Saskia Benjamin is on stage at The Beam, halving raw potatoes with a kitchen knife. The sound is solid, fresh; clean as a guillotine. The space is sparely lit; Benjamin is simply clothed.

Potatoes are an earthy food, buried in the soil, with flesh uniform and plain. “I like the idea that they’re kind of odd and lumpy on the outside, and that inside they have a very different texture,” says GardenHouse founder and artistic director Nicole Livieratos, whose dance RAW premieres this weekend.

Livieratos is better known for more complicated fare. Her choreography for GardenHouse has a strong performance art sensibility to it and is often highly experimental. In 1998, she collaborated with Georgia Tech’s Interactive Media Technology Center to produce Desired, which incorporated real-time motion-capture technology and graphics projection.

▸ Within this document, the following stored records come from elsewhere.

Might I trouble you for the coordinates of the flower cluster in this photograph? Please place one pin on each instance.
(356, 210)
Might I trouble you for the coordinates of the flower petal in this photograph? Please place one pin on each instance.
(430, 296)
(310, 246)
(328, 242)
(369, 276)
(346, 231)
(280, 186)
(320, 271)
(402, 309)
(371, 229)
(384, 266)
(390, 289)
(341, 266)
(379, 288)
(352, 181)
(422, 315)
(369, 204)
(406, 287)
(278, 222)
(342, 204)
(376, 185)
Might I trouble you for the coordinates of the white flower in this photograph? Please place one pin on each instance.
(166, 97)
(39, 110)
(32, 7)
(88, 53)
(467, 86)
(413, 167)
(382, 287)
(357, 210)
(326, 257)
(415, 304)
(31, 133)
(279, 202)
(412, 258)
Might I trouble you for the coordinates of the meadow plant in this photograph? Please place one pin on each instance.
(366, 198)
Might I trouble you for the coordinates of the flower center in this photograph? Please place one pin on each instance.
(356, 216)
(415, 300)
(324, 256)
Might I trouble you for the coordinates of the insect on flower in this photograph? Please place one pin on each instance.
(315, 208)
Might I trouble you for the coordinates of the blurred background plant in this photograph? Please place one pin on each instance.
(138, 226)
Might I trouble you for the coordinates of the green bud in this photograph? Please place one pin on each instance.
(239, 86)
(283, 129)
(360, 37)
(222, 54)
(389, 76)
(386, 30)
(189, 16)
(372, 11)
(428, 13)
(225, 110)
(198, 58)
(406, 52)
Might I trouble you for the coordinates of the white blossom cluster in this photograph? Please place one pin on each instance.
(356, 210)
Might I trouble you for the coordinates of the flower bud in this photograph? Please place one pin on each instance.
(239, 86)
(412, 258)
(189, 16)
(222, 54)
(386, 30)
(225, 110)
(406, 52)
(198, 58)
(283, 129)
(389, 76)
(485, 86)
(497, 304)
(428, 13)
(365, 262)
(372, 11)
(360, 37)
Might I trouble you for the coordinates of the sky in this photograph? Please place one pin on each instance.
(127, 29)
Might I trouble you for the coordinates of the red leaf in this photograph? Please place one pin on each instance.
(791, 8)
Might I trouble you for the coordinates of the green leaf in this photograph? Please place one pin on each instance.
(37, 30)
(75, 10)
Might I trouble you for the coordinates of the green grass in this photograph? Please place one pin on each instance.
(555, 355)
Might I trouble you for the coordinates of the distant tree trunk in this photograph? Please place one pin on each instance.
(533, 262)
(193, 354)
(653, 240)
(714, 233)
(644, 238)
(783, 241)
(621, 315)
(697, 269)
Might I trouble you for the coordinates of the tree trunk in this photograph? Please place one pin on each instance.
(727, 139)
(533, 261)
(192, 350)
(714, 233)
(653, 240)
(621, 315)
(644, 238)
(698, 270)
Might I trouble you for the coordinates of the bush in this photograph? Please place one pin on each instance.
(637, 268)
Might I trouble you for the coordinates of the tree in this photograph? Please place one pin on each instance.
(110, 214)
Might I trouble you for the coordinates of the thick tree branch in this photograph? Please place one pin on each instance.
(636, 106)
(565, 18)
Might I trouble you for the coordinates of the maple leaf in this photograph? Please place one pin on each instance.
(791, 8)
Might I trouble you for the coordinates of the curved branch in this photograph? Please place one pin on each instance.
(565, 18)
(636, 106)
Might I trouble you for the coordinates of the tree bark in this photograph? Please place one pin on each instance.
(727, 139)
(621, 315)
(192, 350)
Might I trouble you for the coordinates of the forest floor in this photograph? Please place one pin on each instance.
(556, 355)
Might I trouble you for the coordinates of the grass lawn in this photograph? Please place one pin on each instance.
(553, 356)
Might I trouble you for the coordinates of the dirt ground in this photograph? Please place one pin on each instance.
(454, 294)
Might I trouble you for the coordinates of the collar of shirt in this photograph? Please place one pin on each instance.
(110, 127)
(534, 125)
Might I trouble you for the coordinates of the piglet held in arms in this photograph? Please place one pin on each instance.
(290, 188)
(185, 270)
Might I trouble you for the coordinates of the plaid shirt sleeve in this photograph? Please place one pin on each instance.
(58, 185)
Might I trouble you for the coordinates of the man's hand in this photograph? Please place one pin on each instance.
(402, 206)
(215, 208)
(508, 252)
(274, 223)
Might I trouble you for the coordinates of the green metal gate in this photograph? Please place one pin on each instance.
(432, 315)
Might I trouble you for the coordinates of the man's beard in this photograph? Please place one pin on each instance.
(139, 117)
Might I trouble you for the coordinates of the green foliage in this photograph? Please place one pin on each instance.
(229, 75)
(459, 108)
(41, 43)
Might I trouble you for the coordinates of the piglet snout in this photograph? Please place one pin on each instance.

Her 2000 dance, Mowing, partnered dancers with push mowers on the grass of three Atlanta parks. Livieratos has lately focused much of her attention on video creations.

But in her return to live work, Livieratos is trying out a new simplicity. RAW is physical and strong, pure and unadorned: clean lifts and forward leans, elemental lines and movements. The dancers work within loosely structured choreography, each dancer persistently distinct rather than processed into homogeneity. They adapt the common movements to their own styles: Blake Beckham’s astonishing assurance, Blake Dalton’s daunting power, Courtney Adams’ precision and grace.

Four R.E.M. songs contribute the band’s characteristic soulful sincerity and simple rock aesthetic to the dance. “Rock and roll has such a raw feel to it,” says Livieratos, “a poeticness.”

RAW is poetry of plain meters and a lucid lexicon. It’s a stretched chest, deep breaths, knuckles cracked and popped. It’s a dance for the belly, a dance of bare feet in the dirt.


GardenHouse Dance presents RAW June 6-7 at 8 p.m. and June 8 at 5 p.m. at The Beam, 750 Glenwood Ave. $5 suggested donation. 404-373-4520.